Be there or be square!

PowerShell, 59 62 61 60 bytes

$z=ls($d=$args)-di;('"+-+
| |
+-+"','mv b.ps1 "$d"')[$?]|iex

Try it online!

Explanation

PowerShell's Move-Item cmdlet (mv) renames a file as well, so giving it a directory that doesn't exist as the destination just renames the file to that last component instead (as long as the parent exists), so that was no good.

I could use Test-Path to determine that the destination exists and is a directory, but it's too long Test-Path $d -PathT C.

So instead I'm using Get-ChildItem (ls) with the (shortened) -Directory parameter, and checking $? to see if it was successful.
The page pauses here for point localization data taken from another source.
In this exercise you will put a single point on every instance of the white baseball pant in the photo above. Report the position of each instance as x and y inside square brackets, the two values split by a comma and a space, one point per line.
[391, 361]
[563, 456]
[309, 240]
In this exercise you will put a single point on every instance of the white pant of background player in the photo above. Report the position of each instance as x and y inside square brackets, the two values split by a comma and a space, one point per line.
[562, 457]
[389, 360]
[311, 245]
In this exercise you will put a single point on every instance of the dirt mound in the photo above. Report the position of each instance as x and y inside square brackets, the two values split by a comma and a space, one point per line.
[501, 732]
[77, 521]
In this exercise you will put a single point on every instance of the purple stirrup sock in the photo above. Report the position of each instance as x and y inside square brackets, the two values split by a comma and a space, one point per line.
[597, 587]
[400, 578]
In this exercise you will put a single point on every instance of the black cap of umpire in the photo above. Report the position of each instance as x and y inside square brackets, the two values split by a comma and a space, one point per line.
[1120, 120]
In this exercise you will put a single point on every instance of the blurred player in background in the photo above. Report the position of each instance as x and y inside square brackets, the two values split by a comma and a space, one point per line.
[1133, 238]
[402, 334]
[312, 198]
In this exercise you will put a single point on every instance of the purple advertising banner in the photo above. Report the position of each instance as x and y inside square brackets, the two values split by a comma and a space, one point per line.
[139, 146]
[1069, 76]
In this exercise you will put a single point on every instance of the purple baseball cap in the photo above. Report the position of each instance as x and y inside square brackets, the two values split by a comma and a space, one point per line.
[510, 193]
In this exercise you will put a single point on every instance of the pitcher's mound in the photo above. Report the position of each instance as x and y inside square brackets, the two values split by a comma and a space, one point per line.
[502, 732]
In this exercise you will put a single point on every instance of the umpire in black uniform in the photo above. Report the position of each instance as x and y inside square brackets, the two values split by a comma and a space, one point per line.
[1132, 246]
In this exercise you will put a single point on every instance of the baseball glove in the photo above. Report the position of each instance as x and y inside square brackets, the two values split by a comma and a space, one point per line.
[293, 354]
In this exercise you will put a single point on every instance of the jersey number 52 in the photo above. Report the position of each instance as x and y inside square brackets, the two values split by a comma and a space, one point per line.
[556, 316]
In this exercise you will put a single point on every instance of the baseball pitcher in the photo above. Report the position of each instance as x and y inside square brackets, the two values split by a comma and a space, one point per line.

The output if there is any is assigned to $z so that it isn't seen.

That's done in the form of an array with 2 elements, then indexing into the array with the boolean value of $?, which will get coalesced to 0 or 1, so the first array element is chosen if the destination directory doesn't exist, and second if it does.

The first array element is a string containing the box (quoted); newlines are allowed in strings, even when they're not heredocs. The second element is a string containing the move command.

The result of that array selection gets piped into Invoke-Expression (iex) to be executed. This is necessary because of I just leave the actual move command in the array, it gets executed no matter what (to populate the array), which defeats the purpose.


Octave, 60 57 52 bytes

8 bytes saved thanks to @Stewie

if~movefile('f.m',input(''))disp("+-+\n| |\n+-+")end

This is a script that lives within a file called f.m. When run, it will prompt the user for the folder to move the file to. If the folder does not exist and the move operation fails, then movefile returns false (or 0) otherwise it returns true (or 1). If it's false, we display the string "+-+\n| |\n+-+".


Batch, 80 bytes

@if not "%1"=="" move %0 %1\>nul 2>nul&&%1\%~nx0||(echo +-+&echo ^| ^|&echo +-+)

Batch doesn't like it if you move the batch file as it's running, so by invoking %1\%~nx0 (which is the new name of the batch file) Batch stops looking for the old batch file.